Toutefois, avec le concept de l’incarnation érigé en pilier de sa doctrine, le christianisme rompt également avec le Dieu purement transcendant de l’Ancien Testament. Certes Dieu s’est retiré du monde après la création, mais il s’est aussi fait homme par l’intermédiaire de son fils. On comprend alors que la nature de Jésus Christ constitue pour le christianisme primitif un enjeu doctrinal majeur dans l’élaboration de son rapport au divin. Le Concile de Nicée tranche cette question en 325 en affirmant la consubstantialité du Fils au Père : Jésus le Fils est de même nature que Dieu le Père dont il est l’Incarnation sur Terre. Cette reconnaissance d’une certaine immanence de Dieu va de pair avec la relative acceptation d’une pluralité des formes du divin. Illustrée par la doctrine de la Trinité, l’Esprit Saint rejoignant le Père et le Fils, mais également par le culte de la Vierge Marie, des saints et de leurs reliques, cette pluralité ne remet pas en cause l’unicité de Dieu mais témoigne de la présence du divin dans le monde sensible.
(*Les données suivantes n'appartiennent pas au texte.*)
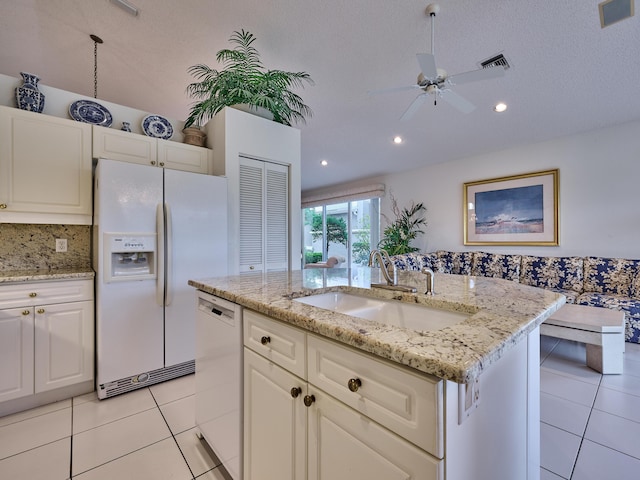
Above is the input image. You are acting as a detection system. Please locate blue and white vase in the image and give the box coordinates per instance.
[16,72,44,113]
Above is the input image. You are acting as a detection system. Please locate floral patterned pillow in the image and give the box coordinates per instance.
[436,250,473,275]
[584,257,640,296]
[520,255,584,293]
[472,252,522,282]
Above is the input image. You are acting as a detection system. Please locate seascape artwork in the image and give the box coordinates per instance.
[475,184,544,235]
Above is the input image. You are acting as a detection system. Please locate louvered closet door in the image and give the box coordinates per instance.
[240,157,289,272]
[265,163,289,270]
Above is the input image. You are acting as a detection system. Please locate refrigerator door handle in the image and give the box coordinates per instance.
[156,203,165,306]
[164,203,173,306]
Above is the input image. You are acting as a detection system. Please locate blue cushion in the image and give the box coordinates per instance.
[576,293,640,343]
[584,257,640,297]
[471,252,522,282]
[436,250,473,275]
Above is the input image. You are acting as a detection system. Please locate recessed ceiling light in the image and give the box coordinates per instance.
[493,102,507,113]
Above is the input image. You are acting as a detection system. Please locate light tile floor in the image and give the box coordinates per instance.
[540,336,640,480]
[0,375,225,480]
[0,336,640,480]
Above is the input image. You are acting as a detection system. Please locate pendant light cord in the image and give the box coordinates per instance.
[89,34,102,98]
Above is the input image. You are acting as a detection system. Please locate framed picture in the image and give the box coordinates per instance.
[463,169,559,245]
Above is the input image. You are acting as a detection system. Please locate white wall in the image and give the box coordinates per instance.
[0,74,184,142]
[336,121,640,258]
[205,108,302,275]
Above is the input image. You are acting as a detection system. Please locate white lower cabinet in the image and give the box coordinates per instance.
[244,310,444,480]
[0,280,94,402]
[0,308,34,402]
[34,301,94,393]
[244,348,307,480]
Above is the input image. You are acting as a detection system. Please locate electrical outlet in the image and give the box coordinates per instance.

Cette immixtion d’une certaine immanence du divin au sein du christianisme est parfois vécue comme une trahison voire une paganisation du message biblique. En s’opposant à l’Église, plusieurs hérésies chrétiennes ont tenté de renouer avec la transcendance pure du christianisme originel. L’hérésie albigeoise, plus tard qualifiée de « cathare », enseignait ainsi un strict dualisme entre le monde divin et le monde terrestre, chacun représentant respectivement le Bien et le Mal. Pour les cathares, les âmes sont prisonnières du corps et ne seront libérées qu’à la mort de celui-ci. Le catharisme juge donc négativement tous les liens qui peuvent unir charnellement l’Homme au monde terrestre : relations sexuelles encadrées par le mariage, consommation de viande, sacrements religieux…
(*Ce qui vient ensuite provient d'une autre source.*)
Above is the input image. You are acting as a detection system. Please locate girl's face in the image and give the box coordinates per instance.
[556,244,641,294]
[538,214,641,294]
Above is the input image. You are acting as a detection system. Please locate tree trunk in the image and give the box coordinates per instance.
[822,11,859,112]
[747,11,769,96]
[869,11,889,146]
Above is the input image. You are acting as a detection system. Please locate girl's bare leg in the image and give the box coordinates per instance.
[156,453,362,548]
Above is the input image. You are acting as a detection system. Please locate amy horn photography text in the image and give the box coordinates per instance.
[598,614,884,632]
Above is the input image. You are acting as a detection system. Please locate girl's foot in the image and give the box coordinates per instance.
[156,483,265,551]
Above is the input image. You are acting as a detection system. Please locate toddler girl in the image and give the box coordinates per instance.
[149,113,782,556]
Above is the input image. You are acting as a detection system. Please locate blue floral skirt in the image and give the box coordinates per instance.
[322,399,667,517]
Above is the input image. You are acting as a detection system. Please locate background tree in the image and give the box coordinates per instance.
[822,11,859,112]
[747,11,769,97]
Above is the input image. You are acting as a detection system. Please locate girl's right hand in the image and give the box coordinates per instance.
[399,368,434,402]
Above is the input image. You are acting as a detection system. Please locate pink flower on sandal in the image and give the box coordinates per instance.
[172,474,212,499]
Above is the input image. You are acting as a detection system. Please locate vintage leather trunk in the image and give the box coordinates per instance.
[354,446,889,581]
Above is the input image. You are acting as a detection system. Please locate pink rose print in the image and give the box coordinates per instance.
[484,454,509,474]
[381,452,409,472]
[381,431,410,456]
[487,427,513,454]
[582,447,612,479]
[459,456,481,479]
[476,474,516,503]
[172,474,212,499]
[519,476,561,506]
Le protestantisme : retour de la transcendance
Mais c’est surtout avec la réforme protestante que la remise en cause de l’immanence du divin a connu un relatif succès en Europe. L’incarnation christique n’est bien sûr pas remise en question par les protestants, mais les racines hébraïques du christianisme sont remises en avant. Nietzsche remarque ainsi que « le catholicisme semble appartenir d’une façon beaucoup plus intime aux races latines que tout notre christianisme à nous autres hommes du Nord. Par conséquent, l’incrédulité signifierait tout autre chose dans les pays catholiques que dans les pays protestants, ce serait une sorte de révolte contre l’esprit de la race, tandis que chez nous ce serait plutôt un retour à l’esprit de la race (ou au manque d’esprit) ». Or, en renouant avec les origines bibliques du christianisme, le protestantisme réhabilite également la transcendance pure du divin.
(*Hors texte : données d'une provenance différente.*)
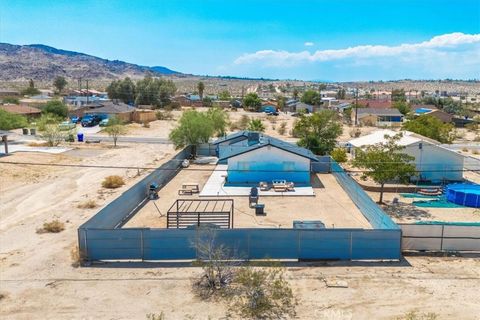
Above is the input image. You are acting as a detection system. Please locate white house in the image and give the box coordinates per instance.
[215,131,319,186]
[347,130,464,182]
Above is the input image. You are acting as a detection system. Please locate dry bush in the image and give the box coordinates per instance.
[156,110,173,120]
[27,142,48,147]
[397,311,438,320]
[348,128,362,138]
[102,176,125,189]
[37,220,65,233]
[77,199,97,209]
[70,245,85,268]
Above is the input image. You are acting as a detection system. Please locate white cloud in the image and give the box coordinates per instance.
[234,32,480,66]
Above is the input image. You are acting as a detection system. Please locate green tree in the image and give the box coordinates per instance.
[21,79,40,96]
[337,88,346,100]
[42,100,68,119]
[247,119,265,132]
[103,117,127,148]
[2,97,20,104]
[300,90,322,106]
[53,76,68,93]
[293,110,342,155]
[393,101,410,116]
[218,90,232,101]
[292,88,299,100]
[207,108,229,137]
[277,95,287,111]
[202,97,213,108]
[135,76,177,108]
[392,89,407,101]
[353,133,416,203]
[0,109,28,130]
[243,92,262,111]
[169,110,215,156]
[403,114,454,143]
[330,148,347,163]
[197,81,205,100]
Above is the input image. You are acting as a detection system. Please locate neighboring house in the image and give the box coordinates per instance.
[214,131,319,186]
[352,108,403,127]
[0,104,42,118]
[347,130,464,183]
[84,101,137,121]
[358,99,392,109]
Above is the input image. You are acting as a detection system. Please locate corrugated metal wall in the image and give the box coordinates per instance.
[79,229,401,260]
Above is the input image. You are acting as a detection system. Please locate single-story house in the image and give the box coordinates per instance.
[352,108,403,127]
[346,130,464,183]
[0,104,42,118]
[84,101,137,121]
[217,131,319,186]
[357,99,392,109]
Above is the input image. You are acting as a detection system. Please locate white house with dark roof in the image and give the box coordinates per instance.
[347,130,464,183]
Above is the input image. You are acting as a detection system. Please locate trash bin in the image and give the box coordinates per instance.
[255,204,265,216]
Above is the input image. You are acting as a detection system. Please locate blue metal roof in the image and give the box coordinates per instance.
[213,130,249,144]
[218,131,319,162]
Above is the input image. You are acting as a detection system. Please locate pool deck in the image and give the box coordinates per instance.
[200,164,315,197]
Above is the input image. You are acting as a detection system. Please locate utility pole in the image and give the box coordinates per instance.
[355,87,358,127]
[85,80,89,106]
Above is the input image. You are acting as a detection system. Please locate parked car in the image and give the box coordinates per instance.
[58,121,77,131]
[98,119,108,127]
[82,115,101,127]
[70,117,82,123]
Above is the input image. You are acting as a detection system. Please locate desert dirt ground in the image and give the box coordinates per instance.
[126,165,371,229]
[0,111,480,320]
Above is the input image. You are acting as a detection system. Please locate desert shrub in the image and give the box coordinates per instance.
[397,311,438,320]
[0,109,28,130]
[37,220,65,233]
[102,176,125,189]
[230,267,297,319]
[278,121,287,136]
[147,311,165,320]
[77,199,97,209]
[348,128,362,138]
[156,110,173,120]
[330,148,347,163]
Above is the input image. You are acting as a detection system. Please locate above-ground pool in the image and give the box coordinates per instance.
[445,183,480,208]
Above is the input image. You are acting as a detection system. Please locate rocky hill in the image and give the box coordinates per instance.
[0,43,180,81]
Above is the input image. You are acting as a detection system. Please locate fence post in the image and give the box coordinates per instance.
[140,229,145,262]
[440,224,445,251]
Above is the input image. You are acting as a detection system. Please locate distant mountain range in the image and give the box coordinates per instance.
[0,43,181,81]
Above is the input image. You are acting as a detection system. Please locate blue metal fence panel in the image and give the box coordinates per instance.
[84,229,401,260]
[331,159,400,230]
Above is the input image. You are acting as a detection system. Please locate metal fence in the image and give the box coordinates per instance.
[80,147,191,229]
[79,228,401,260]
[331,159,399,229]
[78,147,401,260]
[400,224,480,251]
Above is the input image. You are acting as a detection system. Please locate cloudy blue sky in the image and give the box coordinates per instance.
[0,0,480,81]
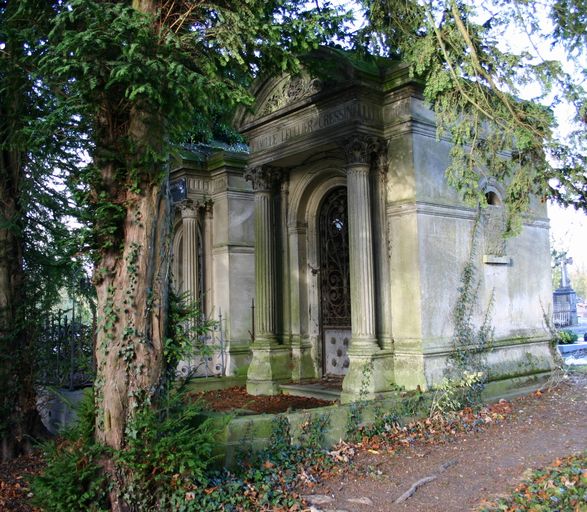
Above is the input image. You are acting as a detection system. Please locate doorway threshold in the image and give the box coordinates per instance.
[280,375,343,401]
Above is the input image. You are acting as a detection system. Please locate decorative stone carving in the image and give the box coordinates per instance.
[176,199,201,219]
[257,76,322,117]
[244,165,282,192]
[341,135,384,165]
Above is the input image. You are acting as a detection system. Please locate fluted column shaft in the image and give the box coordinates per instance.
[345,137,378,353]
[181,205,198,302]
[347,164,377,346]
[255,190,276,339]
[204,202,218,316]
[245,166,279,342]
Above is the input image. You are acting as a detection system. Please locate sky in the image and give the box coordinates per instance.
[333,0,587,272]
[548,204,587,272]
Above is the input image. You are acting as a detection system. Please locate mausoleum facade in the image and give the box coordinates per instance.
[172,50,552,401]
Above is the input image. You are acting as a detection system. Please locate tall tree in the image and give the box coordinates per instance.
[0,0,87,460]
[43,0,350,498]
[359,0,587,231]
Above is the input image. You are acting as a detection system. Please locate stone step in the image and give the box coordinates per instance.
[280,384,341,401]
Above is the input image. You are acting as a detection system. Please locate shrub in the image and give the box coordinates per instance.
[31,390,108,512]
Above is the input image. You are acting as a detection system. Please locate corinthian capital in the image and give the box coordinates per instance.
[342,135,382,165]
[244,165,281,192]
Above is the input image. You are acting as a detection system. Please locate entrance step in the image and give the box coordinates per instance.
[279,384,341,401]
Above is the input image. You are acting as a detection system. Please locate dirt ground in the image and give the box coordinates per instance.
[308,375,587,512]
[0,375,587,512]
[190,388,332,414]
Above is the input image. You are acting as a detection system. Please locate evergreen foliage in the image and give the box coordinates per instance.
[358,0,587,233]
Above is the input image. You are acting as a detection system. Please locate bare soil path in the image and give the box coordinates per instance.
[308,375,587,512]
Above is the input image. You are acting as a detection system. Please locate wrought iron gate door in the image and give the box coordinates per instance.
[318,187,351,375]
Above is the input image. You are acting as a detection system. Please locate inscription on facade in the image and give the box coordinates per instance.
[250,101,381,152]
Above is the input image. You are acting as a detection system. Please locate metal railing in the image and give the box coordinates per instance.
[37,310,95,389]
[177,313,227,378]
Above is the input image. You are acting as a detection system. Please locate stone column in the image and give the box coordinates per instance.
[341,136,393,403]
[181,202,198,302]
[245,166,291,395]
[373,141,393,350]
[204,201,218,317]
[344,137,378,354]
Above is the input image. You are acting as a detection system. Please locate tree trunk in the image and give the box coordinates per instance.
[95,178,169,449]
[0,12,46,461]
[95,92,170,456]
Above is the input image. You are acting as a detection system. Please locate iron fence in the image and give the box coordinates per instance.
[177,313,227,378]
[37,311,95,390]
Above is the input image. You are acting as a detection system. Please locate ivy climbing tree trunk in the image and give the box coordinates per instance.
[95,105,170,456]
[0,2,45,461]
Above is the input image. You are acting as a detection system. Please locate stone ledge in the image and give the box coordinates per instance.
[483,254,512,265]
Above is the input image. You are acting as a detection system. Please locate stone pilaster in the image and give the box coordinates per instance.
[372,141,393,350]
[245,166,291,395]
[204,201,218,317]
[181,203,199,302]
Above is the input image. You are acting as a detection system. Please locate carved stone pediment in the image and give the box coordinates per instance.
[254,75,322,119]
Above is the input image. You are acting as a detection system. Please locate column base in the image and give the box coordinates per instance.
[340,347,394,404]
[247,340,291,395]
[291,336,318,382]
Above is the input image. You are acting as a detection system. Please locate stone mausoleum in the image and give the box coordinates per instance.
[172,49,552,401]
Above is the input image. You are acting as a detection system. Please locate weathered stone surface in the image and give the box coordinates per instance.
[174,46,553,394]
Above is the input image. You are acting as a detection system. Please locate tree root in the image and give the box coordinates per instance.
[394,460,457,503]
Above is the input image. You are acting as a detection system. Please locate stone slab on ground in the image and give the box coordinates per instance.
[313,374,587,512]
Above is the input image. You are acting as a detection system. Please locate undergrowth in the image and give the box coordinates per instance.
[480,452,587,512]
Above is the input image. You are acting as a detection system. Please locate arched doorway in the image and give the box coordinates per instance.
[318,187,351,375]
Ce retour d’une transcendance sans compromis se caractérise d’abord par le rejet du culte de la Vierge, des saints et de tout ce qui peut s’ériger comme intermédiaire entre Dieu et les Hommes. « À Dieu seul la gloire » devient le mot d’ordre des réformés. L’organisation même du culte protestant s’oppose au catholicisme en rejetant toute immanence du divin. Ainsi, les temples protestants doivent rester dépouillés et sobres pour décourager toute tentation d’idolâtrie. Le sacrement de la communion illustre parfaitement cette opposition entre catholicisme et protestantisme. Dans le culte catholique, l’eucharistie incarne réellement le corps du Christ. Au contraire, dans le culte protestant la communion n’a qu’une valeur symbolique et l’eucharistie ne saurait être idolâtrée. Certains courants protestants sont allés jusqu’à refuser l’usage d’une table de communion fixe, celle-ci étant alors dressée chaque semaine avant l’office. Cette pratique parfois encore utilisée aujourd’hui témoigne de la méfiance protestante envers toute fixité du culte dans les choses, l’espace et le temps.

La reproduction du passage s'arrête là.